Saga-san is currently a resident of Wakkanai, Hokkaido and is therefore uniquely situated. But it was not always that way. During the closing days of the Second World War, he was in the Imperial Japanese Navy commanding a midget submarine and awaiting the impending American invasion. As fellow midget submariner Yasuhiro "Tommy" Tamagawa describes, their assignment as a kind of suicide mission (more about Tommy-san in a future newsletter). They were stationed in the Japanese inland sea to fend off the anticipated American invasion in 1945. Fortunately for us all, the invasion never came. Somewhat to the surprise of his friends, Saga-san found himself in Wakkanai after the war. He had worked for the Japanese Maritime Safety Agency and when his boat entered Wakkanai Port, he was caught by his future wife and succeeded her father in his company Kitami-shokai. He's a successful businessman and was the key organizer in Japan for the Wahoo Memorial dedication in 1995.
Another fellow retired submariner of Saga-san is Vice Admiral
Kazuo Ueda (JMSDF, Ret). If there is one person who is responsible more
than any other of what we know of the Wahoo's fate, it is probably Ueda-san.
He has devoted many years of research into the Japanese archives. During the
closing days of WWII, he too was a crewman aboard a 5 man midget submarine.

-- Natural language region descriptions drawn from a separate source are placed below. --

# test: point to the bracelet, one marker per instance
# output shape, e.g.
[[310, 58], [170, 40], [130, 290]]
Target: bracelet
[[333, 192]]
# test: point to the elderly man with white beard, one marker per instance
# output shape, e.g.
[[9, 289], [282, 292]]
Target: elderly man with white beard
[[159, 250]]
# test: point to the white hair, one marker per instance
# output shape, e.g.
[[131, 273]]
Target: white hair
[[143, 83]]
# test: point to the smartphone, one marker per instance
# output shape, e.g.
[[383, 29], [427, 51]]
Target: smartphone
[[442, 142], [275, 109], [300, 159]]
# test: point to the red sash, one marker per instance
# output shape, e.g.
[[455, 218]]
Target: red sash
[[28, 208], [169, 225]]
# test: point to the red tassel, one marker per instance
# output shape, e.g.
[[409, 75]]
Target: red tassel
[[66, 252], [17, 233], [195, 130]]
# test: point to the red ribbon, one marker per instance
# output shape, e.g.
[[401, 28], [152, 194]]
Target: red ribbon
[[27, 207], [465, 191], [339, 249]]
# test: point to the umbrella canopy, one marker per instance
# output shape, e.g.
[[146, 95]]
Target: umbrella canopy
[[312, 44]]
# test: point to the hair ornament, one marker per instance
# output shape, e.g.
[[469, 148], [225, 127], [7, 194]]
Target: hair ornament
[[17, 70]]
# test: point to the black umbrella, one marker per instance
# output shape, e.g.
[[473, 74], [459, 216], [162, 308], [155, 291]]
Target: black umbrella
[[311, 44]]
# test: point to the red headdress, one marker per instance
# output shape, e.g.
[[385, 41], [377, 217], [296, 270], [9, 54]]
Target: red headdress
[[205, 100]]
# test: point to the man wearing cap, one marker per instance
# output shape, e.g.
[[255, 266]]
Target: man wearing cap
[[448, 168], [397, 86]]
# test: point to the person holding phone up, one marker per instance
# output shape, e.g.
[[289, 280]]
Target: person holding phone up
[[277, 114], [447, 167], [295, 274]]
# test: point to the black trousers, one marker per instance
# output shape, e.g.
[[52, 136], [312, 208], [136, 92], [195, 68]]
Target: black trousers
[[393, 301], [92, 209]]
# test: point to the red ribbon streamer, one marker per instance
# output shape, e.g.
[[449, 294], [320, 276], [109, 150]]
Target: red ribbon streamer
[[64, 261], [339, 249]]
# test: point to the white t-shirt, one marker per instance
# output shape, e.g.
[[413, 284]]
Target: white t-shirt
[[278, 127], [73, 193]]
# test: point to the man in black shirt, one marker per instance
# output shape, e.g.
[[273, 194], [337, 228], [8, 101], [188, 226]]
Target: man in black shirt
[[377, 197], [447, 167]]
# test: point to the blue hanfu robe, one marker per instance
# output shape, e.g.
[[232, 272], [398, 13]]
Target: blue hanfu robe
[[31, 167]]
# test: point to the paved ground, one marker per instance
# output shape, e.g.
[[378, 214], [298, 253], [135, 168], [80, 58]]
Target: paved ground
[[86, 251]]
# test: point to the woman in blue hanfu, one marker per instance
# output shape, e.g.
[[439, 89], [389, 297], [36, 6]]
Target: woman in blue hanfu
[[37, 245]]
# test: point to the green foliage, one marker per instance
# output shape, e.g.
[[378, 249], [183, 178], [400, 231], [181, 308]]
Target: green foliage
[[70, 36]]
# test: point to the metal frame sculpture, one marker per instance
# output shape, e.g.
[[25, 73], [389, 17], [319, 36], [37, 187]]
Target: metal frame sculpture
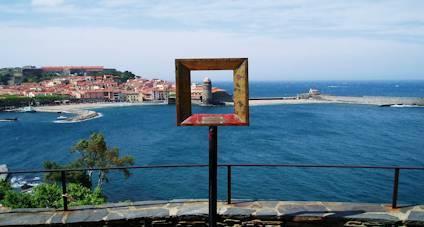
[[240, 117]]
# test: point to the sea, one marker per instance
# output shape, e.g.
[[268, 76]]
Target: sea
[[321, 134]]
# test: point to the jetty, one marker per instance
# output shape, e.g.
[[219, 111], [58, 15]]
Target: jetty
[[306, 98], [3, 168]]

Before we finish, note that George Logue is not just a gentleman with a passion for submarines. He's a resident of central Pennsylvania and founder of Logue Industries (http://www.logueind.com/index.html). Lest you think that the this photo to the left is misplaced, this is George's famous Antique Machinery Collection. Read more about it at:
http://www.logueind.com/catparts/index.html
NUMA Australia just returned from Vanuatu in the South Pacific (see map) after a very successful expedition with a pleasant surprise. NUMA Australia Director Wayne Sampey reports:
We have just completed an absolutely brilliantly successful series of training dives and lead in protocols for the Wahoo dives.Everything was as good as it gets for the purpose, deep water, mixed visibility, mixed currents, maximum depths to 70 meters most dives to 58-60 meters, good video and still photography, no diving difficulties and brilliant sponsor response.
We completed a series of ten dives per diver with in the depth structure with both extended and compressed decompression scenarios used, all with great results.
We also found an unknown, unidentified aircraft wreck and now have some almost pin point accuracy on we believe a Japanese I Class submarine and a Japanese Mini Submarine one deep and the other shallow. We believe there are 60 Japanese servicemen lost in the I class.We will go back later this year to look, hopefully following the Wahoo project.